Elle se mordit la lèvre.

— Je crains qu'ils ne soient à votre goût.

— Allons, ça ne peut être pire que les exploits de Sire Bogue !

— Pour résumer, il a menti et son mensonge a provoqué la fin de son règne...

— Merveilleux ! Il semble que vous soyez décidée à m'affubler d'un sobriquet peu flatteur.

Elle ne put réprimer un sourire.

— Choisissez-le vous-même dans ce cas !

Il pointa un index accusateur sur sa poitrine.

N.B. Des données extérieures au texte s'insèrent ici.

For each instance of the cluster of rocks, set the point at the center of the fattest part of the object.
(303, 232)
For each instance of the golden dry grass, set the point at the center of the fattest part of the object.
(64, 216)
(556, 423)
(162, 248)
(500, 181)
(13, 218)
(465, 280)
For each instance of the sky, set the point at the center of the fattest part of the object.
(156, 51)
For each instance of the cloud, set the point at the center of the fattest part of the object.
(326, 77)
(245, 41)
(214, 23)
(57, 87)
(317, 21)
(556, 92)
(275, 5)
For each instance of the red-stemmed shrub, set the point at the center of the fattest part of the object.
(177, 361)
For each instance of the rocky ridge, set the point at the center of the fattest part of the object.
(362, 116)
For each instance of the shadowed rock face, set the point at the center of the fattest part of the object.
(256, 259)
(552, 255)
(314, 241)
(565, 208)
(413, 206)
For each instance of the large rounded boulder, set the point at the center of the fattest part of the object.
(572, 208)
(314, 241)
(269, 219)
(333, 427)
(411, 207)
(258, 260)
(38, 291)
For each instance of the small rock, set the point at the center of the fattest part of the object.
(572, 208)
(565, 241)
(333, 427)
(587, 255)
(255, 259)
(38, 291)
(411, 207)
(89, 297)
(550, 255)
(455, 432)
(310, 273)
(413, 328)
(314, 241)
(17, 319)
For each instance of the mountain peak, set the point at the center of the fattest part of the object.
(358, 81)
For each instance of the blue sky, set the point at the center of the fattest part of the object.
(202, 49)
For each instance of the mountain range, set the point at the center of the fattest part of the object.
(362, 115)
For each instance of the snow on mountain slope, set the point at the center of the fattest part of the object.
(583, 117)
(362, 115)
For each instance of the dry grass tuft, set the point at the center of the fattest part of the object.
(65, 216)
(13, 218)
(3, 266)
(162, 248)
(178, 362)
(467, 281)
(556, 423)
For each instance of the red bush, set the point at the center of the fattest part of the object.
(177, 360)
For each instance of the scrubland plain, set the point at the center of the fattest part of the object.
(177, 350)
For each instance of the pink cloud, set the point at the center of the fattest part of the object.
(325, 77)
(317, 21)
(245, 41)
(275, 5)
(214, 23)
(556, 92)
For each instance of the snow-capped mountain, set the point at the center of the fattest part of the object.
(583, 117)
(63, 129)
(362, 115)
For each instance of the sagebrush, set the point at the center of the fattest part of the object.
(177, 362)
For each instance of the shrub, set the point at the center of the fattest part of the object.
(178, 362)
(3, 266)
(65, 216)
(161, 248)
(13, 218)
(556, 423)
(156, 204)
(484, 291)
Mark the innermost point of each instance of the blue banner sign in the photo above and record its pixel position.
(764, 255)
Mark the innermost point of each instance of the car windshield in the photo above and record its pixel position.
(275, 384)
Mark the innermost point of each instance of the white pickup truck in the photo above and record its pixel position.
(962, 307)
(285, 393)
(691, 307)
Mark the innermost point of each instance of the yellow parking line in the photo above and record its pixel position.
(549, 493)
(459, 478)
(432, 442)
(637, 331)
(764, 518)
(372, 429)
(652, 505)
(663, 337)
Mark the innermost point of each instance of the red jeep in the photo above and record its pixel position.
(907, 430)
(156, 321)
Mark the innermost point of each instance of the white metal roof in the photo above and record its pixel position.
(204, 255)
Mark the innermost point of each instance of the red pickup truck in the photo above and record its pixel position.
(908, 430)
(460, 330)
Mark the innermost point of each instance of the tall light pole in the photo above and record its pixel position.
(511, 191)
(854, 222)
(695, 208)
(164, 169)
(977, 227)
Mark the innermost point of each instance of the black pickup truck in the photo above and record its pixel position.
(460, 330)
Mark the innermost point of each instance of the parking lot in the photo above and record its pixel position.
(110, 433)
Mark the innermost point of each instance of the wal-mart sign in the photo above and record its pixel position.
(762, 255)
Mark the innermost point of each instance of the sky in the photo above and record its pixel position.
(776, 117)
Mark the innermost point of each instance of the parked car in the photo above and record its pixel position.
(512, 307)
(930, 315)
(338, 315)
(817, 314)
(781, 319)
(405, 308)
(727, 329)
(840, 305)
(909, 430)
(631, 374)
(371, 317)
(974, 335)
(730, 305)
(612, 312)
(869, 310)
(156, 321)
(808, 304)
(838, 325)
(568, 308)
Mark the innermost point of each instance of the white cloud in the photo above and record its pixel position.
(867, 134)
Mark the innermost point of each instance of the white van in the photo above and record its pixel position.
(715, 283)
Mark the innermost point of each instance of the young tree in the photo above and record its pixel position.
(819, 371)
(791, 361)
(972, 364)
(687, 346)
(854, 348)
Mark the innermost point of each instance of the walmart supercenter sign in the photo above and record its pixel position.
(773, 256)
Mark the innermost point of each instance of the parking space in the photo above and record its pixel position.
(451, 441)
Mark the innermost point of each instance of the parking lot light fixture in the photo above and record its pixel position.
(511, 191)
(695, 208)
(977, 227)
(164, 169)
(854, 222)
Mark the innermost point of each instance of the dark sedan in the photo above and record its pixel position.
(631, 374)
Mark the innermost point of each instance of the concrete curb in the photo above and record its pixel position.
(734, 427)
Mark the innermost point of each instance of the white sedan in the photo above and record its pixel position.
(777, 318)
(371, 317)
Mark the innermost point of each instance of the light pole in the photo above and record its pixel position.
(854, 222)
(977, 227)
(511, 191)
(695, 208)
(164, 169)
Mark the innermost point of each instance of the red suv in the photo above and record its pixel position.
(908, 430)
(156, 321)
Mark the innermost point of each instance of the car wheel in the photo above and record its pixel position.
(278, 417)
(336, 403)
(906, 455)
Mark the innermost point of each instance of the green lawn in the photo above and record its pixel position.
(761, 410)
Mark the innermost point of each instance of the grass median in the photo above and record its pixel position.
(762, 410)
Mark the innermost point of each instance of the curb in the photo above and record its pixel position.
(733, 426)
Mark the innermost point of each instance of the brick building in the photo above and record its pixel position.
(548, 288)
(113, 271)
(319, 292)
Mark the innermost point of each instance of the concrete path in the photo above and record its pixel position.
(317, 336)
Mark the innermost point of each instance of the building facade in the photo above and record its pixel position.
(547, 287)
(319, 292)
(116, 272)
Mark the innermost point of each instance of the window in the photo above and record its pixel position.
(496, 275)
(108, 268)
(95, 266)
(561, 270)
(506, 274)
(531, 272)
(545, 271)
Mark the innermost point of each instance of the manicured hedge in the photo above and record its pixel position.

— Oh non non non, va pour "Sire Bogue". Je porterai avec dignité le vilain nom que vous m'avez choisi, et je me réjouirai de voir la culpabilité vous ronger chaque fois que vous le prononcerez.

Elle se mordit de nouveau la lèvre en un exquis mouvement de culpabilité feinte et croisa les bras.

— Ma foi, je suis prête à l'assumer. Et vous ?

— Avec fierté et honneur !

Sur ce, ils se remirent en marche, Cenelle arborant un air satisfait qui le ravit et l'agaça tout à la fois. Elle avait gagné cette manche.